From Romney we drove towards London to visit our Mums before we go off to Fuerteventura for a sunshine break. Driving along the motorway as the sun went down I took a couple of random shots out of the car window and was amazed at these two photos (bearing in mind we were doing 70 mph on the motorway). My little camera certainly comes up trumps sometimes
I've done nothing to these ... this is how they came up through the car window at 70 mph - perhaps I should add that I was a passenger, not the driver LOL
So we had a brilliant day, only marred by the fact there was an accident on the way home from visiting our Mums and our journey was slow and very tiring ... but we got home safely, eventually, and that's why I'm so late posting these photos.

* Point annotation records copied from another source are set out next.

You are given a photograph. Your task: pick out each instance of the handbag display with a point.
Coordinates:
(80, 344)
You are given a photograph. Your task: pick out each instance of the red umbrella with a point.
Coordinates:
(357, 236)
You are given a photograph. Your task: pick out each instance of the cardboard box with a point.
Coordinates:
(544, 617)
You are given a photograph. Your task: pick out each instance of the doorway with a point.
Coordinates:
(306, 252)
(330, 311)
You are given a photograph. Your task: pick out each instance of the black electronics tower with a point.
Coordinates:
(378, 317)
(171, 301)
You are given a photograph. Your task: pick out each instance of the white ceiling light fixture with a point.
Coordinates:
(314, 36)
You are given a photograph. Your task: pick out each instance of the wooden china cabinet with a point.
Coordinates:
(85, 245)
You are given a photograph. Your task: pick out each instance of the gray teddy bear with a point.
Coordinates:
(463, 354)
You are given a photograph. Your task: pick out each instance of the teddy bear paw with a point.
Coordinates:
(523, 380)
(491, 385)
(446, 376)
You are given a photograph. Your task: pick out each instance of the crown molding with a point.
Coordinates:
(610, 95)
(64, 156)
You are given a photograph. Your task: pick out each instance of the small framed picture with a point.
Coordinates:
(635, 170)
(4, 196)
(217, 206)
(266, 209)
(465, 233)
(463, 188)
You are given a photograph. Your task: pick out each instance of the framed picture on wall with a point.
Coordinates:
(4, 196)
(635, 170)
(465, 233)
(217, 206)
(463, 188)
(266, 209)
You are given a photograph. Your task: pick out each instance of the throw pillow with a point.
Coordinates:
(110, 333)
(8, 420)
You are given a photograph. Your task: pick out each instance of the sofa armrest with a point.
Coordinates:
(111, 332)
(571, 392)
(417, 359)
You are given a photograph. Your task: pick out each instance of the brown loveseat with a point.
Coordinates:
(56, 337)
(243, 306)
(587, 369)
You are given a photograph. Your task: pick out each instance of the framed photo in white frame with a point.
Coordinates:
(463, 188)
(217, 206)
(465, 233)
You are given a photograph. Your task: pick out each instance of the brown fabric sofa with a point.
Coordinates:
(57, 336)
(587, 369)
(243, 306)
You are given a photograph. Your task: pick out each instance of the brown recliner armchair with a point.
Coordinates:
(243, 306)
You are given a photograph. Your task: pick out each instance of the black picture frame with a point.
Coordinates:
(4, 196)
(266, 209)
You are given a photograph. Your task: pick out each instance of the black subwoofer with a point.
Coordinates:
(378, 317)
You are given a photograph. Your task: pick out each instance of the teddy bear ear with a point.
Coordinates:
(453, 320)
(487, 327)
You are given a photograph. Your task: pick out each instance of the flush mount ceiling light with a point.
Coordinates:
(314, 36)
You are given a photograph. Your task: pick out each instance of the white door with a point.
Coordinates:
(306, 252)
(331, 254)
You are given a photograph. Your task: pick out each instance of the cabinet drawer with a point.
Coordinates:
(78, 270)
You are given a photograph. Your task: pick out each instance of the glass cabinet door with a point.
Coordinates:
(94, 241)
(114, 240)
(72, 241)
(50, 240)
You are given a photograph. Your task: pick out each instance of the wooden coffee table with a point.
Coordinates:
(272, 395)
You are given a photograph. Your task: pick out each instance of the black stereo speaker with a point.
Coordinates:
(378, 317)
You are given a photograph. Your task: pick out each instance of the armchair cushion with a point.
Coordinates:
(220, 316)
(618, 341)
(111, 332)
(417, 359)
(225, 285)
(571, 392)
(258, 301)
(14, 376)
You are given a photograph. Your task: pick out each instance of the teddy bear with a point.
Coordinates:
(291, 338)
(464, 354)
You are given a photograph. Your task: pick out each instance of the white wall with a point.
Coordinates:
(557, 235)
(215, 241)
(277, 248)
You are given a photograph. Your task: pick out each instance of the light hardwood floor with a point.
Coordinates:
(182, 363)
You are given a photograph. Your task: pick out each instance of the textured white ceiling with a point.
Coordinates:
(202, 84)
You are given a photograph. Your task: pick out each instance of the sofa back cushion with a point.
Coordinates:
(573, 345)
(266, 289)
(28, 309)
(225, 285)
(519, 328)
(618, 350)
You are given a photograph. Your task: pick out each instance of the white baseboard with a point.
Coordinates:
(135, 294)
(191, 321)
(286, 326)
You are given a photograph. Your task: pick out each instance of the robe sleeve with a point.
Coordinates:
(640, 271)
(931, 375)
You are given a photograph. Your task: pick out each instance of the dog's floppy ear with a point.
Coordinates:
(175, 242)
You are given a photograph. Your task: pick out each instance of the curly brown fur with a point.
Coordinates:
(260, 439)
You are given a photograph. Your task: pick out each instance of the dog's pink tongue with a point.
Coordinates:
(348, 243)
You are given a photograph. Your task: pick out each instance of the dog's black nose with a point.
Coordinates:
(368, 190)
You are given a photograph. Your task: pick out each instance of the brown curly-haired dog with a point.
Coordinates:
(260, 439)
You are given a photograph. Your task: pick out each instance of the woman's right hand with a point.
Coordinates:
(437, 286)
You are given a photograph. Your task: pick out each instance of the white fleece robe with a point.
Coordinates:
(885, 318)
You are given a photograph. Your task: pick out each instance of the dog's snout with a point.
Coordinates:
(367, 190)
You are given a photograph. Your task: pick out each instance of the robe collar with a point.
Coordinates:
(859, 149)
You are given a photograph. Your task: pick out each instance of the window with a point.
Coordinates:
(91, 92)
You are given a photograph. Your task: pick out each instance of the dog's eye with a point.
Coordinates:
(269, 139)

I have one day at home tomorrow to get all the boring (housework) stuff done before the house sitters arrive, and then we're back to Fuerte again. Just a year ago I took this photo (one of many) whilst walking the beach path along the more volcanic rocky bits which aren't so attractive to tourists. I still love the rugged volcanic rocky shorelines, the miles of golden sand dunes (blown in from the neighbouring sahara desert) and the ever-changing sea - because of the tides and the famous Fuerte winds we have lots of excellent surfing areas but we also have lots of quiet sandy coves with calm waters where you can walk out into the sea for half a mile before the water reaches waist height . We love this island
This is one of the more rugged areas about 15 minutes walk from our house
Just above the horizon, you can just about make out the faint outline of the Lanzarote coastline ... we are just 10 minutes away from our neighbouring island by High Speed Ferry link.